2 yıldan beridir hükümette olan UBP işte tam da çözümsüzlük politikaları ve anti-demokratik uygulamalarla hareket etmekte, Kıbrıslı Türklerin onurlarının dahi ayaklar altına alınmasına sırf koltuklarında biraz daha fazla oturabilmek adına seyirci kalabilmektedirler.
HALKI DEĞİL KOLTUKLARINI DÜŞÜNENLER BIRAKIP GİDECEKLER
Ey çözümsüzlüğün ve anti demokrasinin temsilcileri; demokrasiden, çözümden ve barıştan korkanlar; halkı değil koltuğu sevenler; halk için diyerek halkı kişisel hırs ve çıkarları uğruna kullananlar; ulusal değerleri sömürerek ulusu savunduklarını sananlar; çoluk çocuğun geleceğini vicdanları sızlamadan çöpe atanlar; gençlerin gelecek kaygısından ve insanların iş ve aşından beslenenler, kuru gürültü ve anlamını yitirmiş alkışlar arasında olmayınca güvensizleşip iki kelimeyle konuşmaktan meramını anlatmaktan aciz olanlar, sormak isteriz sizlere…
İnsanları ekmekleriyle, emekleriyle, yaşama haklarıyla, iletişim özgürlükleriyle, konuşmak ve fikirlerini özgürce açıklamak haklarıyla, vatandaşlığa kabul veya reddetme koşullarını seçimlerle ve seçimler için ve yasasız düşünerek (insanların gelecek düşlerini, daha iyi yaşam isteme haklarını sömürerek ve belli çıkarlar için militanca kullanma eğilimi ile!); kendi yurttaşını sindirmek, korkutmak, hak ve özgürlüklerinden mahrum etmeye teşebbüs etmek, insan haklarının en temel düzeydeki yapısına MÜDAHALE değildir de nedir?!
İktidarlar ne zamanki halkı, “halkın iyiliği için” masalları ile sindirmeye başlamışsa orada demokratik değil faşist yapılar kendilerine gürbüz yaşam alanları bulmuş demektir.

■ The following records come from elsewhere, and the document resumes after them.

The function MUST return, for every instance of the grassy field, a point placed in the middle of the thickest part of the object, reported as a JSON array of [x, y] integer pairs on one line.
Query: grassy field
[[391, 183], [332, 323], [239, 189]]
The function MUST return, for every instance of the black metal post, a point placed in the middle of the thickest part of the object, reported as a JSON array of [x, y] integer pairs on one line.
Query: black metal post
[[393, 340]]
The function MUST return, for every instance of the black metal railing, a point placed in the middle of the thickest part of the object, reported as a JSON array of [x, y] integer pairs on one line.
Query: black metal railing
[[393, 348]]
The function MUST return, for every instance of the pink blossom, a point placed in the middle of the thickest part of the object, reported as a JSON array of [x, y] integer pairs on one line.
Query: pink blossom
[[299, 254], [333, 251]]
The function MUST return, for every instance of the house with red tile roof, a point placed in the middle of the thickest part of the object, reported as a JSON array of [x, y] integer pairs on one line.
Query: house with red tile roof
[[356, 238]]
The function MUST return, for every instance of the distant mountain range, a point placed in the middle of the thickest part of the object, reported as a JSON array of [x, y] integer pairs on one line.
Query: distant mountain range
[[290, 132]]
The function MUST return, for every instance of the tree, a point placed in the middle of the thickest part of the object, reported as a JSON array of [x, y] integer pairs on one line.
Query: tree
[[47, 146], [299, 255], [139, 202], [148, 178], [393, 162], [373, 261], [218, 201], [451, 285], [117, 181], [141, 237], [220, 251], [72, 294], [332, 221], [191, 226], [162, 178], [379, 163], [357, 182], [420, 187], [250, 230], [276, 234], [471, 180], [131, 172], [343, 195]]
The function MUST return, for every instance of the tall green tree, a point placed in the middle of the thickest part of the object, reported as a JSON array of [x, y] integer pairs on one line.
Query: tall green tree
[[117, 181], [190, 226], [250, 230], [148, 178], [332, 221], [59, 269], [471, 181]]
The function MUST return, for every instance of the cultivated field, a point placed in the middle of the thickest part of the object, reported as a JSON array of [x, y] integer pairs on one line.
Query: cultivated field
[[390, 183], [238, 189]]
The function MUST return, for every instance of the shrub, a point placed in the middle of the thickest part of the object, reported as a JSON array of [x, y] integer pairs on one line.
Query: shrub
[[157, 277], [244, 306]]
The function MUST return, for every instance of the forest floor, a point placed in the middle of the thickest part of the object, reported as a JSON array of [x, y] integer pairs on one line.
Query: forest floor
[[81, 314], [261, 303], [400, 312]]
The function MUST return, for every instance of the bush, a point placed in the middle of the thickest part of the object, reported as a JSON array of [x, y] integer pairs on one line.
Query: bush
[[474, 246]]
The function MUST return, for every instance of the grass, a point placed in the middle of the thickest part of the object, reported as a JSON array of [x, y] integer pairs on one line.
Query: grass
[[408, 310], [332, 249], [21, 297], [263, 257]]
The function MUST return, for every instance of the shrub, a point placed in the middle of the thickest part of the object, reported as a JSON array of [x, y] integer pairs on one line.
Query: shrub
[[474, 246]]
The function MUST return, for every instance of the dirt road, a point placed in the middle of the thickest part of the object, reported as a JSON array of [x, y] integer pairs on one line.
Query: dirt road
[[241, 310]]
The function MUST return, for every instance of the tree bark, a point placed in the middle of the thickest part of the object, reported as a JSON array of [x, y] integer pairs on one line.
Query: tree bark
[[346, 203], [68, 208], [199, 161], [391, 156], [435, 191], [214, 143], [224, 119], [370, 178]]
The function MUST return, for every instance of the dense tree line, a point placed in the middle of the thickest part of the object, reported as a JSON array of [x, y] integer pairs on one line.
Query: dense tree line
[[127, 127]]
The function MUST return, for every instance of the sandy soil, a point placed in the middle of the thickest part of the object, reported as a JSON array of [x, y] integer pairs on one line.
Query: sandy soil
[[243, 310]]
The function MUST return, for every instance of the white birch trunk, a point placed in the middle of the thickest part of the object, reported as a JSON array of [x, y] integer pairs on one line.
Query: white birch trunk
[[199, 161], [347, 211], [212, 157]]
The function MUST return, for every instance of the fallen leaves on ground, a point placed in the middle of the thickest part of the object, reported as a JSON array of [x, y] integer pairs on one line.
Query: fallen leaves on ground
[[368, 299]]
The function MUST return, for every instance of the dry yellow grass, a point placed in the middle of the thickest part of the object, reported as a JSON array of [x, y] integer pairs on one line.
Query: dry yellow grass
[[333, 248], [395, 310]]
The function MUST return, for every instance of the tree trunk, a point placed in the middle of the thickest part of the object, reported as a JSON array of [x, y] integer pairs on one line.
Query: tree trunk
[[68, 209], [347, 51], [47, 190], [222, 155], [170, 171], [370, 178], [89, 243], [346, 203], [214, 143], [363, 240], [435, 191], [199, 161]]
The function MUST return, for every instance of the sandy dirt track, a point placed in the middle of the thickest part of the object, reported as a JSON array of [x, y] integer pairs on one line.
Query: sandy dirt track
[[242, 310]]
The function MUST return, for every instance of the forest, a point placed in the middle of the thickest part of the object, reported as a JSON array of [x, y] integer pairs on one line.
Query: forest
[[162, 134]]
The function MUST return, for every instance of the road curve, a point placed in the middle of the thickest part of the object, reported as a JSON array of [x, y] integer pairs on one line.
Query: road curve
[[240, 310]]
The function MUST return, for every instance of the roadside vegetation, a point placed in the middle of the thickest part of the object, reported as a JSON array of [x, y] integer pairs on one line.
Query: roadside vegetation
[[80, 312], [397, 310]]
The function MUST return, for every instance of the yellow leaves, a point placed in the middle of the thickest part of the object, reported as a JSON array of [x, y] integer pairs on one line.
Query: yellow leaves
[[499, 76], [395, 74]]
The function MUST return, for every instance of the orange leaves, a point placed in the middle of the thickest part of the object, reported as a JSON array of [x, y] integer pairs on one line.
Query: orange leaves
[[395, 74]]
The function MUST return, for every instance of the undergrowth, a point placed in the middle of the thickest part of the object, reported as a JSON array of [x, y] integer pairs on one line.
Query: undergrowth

Ancak unutmayınız ki bu halk sessizce, sakin ve bilinçli duruşuyla herkese ve her zaman gereken yanıtı verebilecek kadar cesurdur. Bugün yeni bir mücadele içerisinde olan, baskıcı ve yok edici saldırılara maruz bırakılan halkımız, çözümsüzlükten ve taşıma suyla beslenerek halka müdahale etmeye çalışan çözüm karşıtı ittifaka bir kez daha gösterecektir 24 Nisan Referandumunda gösterdiği gibi, ve halkı kandırarak halka karşı politikalarla, anti-demokratik uygulamalarla hükümet ettiğini sananlara halkın gerçek gücünü en demokratik yollarla gösterecektir.
Çözüm ve halk karşıtı ittifakın kendi halkına saldığı korkular ve müdahaleler bir kez daha tarihin çöplüğüne atılacak ve bir daha hortlayamayacak şekilde gömülecektir halkın gerçek iradesi ile. Çözüm karşıtları halkı da farkı da göreceklerdir önümüzdeki süreçteki demokratik eylem ve kararlılıklarda.
Ve bilsinler ki, çözümsüzlük politikalarına baskı ve korku ile kendilerine destek veren insanlarımızın da kurtuluşu olacaktır kendilerinin önce oturdukları koltuklardan gidişi, ardından da ülkemize gelecek olan çözüm ve barış.
Kıbrıslı Türklerin Bayramı esas o gün olacaktır.